Nie and company are also working to leverage the growing trend of in-database analytics to extend its reach. Revolution has partnered with IBM to deliver R inside the IBM Netezza data warehouse. The IBM Netezza High Capacity Appliance can scale to up to ten petabytes, according to IBM. Rather then transferring all that data to the Revolution platform for advanced analytics (which isn’t feasible even if one were so inclined), Revolution’s platform essentially lives inside the appliance, significantly speeding up analysis.

R and Hadoop

When it comes to Hadoop, Revolution may be in an advantageous position compared to its competition. As a commercial provider of open source software, Revolution is at home in the open source world of Hadoopand its myriad sub-projects. Just as Cloudera relies in part on the contributions of the community to improve its Hadoop distribution, Revolution likewise takes advantage of the R open source community and its contributions. As the two communities begin to overlap more, it’s only a matter of time before more well-integrated, powerful R-based analytics functions for Hadoop emerge.

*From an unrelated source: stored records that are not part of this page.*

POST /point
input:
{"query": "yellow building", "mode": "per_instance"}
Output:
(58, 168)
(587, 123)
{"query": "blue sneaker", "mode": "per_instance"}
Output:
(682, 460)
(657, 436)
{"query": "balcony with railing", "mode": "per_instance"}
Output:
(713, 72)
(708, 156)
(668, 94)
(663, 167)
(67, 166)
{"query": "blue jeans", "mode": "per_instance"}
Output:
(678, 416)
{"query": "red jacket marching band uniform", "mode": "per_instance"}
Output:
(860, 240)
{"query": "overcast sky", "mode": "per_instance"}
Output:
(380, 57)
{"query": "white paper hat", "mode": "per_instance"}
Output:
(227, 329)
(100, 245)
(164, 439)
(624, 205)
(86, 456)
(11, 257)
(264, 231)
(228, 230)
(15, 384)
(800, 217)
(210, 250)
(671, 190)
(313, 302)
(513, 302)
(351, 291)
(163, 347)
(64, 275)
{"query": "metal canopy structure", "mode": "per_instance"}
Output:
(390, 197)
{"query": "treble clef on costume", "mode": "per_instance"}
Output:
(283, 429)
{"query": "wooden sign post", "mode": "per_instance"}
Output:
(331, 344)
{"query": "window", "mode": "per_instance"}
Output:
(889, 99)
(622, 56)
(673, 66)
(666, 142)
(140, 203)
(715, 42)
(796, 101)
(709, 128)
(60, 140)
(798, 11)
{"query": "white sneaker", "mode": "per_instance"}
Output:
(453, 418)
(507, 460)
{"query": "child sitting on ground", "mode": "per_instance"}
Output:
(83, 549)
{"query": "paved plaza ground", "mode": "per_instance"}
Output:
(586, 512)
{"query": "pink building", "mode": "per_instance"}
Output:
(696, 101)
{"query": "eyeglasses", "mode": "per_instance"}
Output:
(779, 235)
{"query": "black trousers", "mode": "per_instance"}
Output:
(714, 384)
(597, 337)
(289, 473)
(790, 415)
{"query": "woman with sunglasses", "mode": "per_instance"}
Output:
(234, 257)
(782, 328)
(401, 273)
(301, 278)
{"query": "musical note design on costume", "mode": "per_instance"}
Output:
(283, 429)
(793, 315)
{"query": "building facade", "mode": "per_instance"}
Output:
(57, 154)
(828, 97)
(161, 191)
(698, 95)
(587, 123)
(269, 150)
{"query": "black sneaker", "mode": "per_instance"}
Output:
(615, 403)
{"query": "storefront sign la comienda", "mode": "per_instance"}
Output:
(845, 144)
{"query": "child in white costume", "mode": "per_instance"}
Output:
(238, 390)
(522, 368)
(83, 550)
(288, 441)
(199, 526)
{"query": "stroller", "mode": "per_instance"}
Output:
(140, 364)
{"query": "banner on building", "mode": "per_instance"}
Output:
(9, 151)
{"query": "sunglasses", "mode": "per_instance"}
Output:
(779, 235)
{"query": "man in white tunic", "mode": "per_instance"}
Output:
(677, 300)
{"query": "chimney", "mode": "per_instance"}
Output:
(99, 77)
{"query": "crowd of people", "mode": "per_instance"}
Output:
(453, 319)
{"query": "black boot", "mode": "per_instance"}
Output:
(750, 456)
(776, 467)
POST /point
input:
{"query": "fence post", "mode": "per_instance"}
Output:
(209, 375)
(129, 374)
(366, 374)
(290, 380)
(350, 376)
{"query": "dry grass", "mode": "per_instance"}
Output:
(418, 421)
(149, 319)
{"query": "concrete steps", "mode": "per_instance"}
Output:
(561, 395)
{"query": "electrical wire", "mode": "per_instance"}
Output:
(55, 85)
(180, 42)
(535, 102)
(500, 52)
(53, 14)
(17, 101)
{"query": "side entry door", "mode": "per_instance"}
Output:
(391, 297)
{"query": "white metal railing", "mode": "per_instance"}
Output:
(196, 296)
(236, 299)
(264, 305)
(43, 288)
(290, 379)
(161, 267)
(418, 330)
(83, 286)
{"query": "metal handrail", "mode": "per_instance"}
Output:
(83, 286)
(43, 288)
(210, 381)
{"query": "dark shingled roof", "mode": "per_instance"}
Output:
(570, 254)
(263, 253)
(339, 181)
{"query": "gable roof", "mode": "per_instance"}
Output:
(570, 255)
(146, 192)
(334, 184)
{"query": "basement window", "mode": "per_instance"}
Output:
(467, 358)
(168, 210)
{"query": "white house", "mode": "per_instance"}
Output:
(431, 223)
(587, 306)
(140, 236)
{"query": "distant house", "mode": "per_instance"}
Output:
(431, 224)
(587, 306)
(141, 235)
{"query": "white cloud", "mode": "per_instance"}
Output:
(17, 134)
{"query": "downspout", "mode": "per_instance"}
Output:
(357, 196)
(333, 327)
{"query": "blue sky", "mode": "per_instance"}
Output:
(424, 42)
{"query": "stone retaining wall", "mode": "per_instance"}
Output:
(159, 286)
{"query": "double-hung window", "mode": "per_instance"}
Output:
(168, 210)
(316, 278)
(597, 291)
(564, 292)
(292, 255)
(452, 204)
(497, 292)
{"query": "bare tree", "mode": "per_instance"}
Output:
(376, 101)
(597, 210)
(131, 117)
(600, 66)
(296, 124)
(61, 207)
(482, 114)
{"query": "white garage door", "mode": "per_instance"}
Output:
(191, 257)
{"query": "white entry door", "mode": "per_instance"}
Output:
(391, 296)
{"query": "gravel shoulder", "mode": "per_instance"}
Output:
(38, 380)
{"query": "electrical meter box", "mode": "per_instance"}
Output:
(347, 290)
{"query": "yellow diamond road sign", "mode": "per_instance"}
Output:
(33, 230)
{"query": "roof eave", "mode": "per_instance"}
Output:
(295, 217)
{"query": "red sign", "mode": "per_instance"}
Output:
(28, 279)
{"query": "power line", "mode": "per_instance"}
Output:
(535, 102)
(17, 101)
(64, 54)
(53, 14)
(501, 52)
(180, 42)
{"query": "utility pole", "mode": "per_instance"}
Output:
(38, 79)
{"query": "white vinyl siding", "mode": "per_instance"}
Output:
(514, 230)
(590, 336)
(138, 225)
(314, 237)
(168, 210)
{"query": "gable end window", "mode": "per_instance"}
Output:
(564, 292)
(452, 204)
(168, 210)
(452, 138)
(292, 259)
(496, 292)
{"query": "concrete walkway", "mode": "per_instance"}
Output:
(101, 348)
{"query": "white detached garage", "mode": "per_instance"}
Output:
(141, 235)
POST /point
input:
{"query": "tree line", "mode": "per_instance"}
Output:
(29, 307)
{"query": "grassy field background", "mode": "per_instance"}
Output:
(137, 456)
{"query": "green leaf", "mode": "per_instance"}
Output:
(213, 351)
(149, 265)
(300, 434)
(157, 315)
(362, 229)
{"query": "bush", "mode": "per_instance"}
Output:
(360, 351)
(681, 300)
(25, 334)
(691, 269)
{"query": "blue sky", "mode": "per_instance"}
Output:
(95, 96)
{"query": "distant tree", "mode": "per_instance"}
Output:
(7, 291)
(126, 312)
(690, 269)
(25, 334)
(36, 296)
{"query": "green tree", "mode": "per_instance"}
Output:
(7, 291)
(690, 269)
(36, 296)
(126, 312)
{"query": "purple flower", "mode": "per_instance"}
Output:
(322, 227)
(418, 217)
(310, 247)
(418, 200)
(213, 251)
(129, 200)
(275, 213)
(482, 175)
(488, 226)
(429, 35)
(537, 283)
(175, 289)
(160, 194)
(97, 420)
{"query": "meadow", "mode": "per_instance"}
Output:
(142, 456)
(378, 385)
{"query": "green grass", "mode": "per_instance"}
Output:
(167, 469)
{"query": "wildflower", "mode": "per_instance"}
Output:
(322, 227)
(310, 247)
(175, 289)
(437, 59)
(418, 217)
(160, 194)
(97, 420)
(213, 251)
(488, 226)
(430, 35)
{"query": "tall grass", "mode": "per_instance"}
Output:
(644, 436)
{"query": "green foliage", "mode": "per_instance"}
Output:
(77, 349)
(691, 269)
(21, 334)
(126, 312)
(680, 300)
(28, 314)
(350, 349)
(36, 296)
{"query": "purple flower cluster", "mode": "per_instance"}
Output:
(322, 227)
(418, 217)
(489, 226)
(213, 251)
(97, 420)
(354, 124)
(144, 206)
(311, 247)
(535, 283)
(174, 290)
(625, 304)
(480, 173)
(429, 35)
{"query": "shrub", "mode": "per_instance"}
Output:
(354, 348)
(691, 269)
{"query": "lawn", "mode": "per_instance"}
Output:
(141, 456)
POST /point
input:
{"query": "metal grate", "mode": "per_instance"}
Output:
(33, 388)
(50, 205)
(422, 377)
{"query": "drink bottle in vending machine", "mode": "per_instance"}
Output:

The in-database analytics picture is a little cloudier, however. As mentioned, Revolution partners with IBM to integrate its platform with the Netezza family of appliances. As far as I can tell, IBM is to-date Revolution’s only partner on this front. But IBM has advanced analytics technology of its own in the form of SPSS, which it acquired in 2009. I suspected that this partnership could be on shaky ground, but a Revolution spokesperson assured me that IBM is committed to the deal as R provides certain functionality that SPSS does not. Still, Revolution needs to expand its in-database partnerships to other MPP data warehousing vendors (perhaps EMC Greenplum and/or HP Vertica) to solidify this part of its Big Data strategy.

On the whole, I like Revolution’s approach. Data volumes are growing like never before, and the popularity/need for Big Data approaches like Hadoop and MPP data warehousing are likewise on the rise. If Revolution can use its value-add technology and support services become the de facto Big Data advanced analytics platform/tool, it has a real chance to give SAS and SPSS a run for their money.